Photo/IllutrationPrime Minister Shinzo Abe, right, in the front row, and other Cabinet members after a no-confidence motion against the Cabinet was voted down at the Lower House’s plenary session on July 20 (Takeshi Iwashita)

The Diet, the nation’s lawmaking body defined by the Constitution as “the highest organ of state power,” is in an extremely wretched state.

The regular Diet session that ended on July 22 painted a distressing picture of the nation’s democracy sinking deeper into a crisis created by the government’s corrosive political arrogance, a product of Prime Minister Shinzo Abe’s cynical abuse of his dominant power.

During the six-month session, the ruling camp railroaded a string of controversial pieces of legislation through the Diet--legislation for “work style reform,” a revision to the Public Offices Election Law to increase the Upper House seats by six and the bill to promote integrated resorts featuring casinos.

Meanwhile, the Diet made no serious efforts to get to the bottom of two political scandals that have cast grave doubt on the fairness of the administrative process and the credibility of politics. Nobody took political responsibility for the scandals, which involve two school operators linked to Abe--Moritomo Gakuen and Kake Educational Institution--with key questions just left unanswered.
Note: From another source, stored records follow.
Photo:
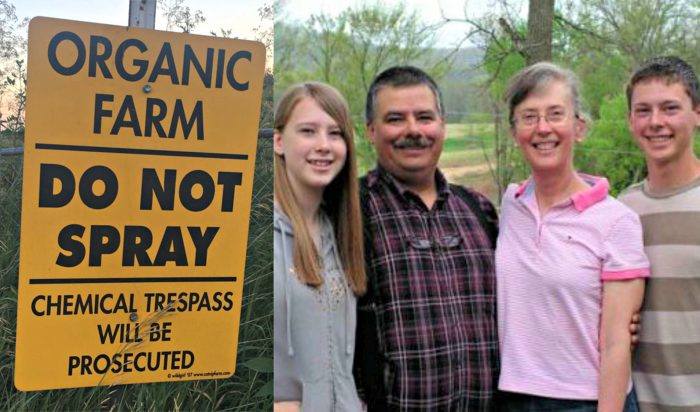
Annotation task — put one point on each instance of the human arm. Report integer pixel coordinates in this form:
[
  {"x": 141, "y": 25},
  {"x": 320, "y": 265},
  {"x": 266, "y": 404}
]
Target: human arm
[
  {"x": 635, "y": 327},
  {"x": 621, "y": 299}
]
We cannot keep our heads buried in the sand and avoid confronting the grim reality of politics anymore when the evils of Abe’s long tenure, which is supported by the powerful ruling coalition led by the Liberal Democratic Party, are threatening the foundation of the democratic system of government.

INSINCERITY OF THE ABE ADMINISTRATION

The Diet has become totally incapable of performing its core functions, which include keeping watch on the administrative branch’s actions and making laws through thoughtful and scrupulous debate to build broad public consensus on policy issues. The principal blame for this dire state of the Diet rests with Abe.

Since this past spring, important new revelations have emerged with regard to the scandals, which started dogging the Abe administration during last year’s regular Diet session.

As for the dubious deals over state-owned land between the administration and Moritomo Gakuen, it has been disclosed that the Finance Ministry falsified official documents approving the deals and discarded records of the negotiations.

The scandal, which centered on the suspicion that special political favors may have been given to the school operator, for which Abe’s wife, Akie, once served as honorary principal, developed into a situation that jeopardizes the people’s right to know and erodes the foundation of democracy.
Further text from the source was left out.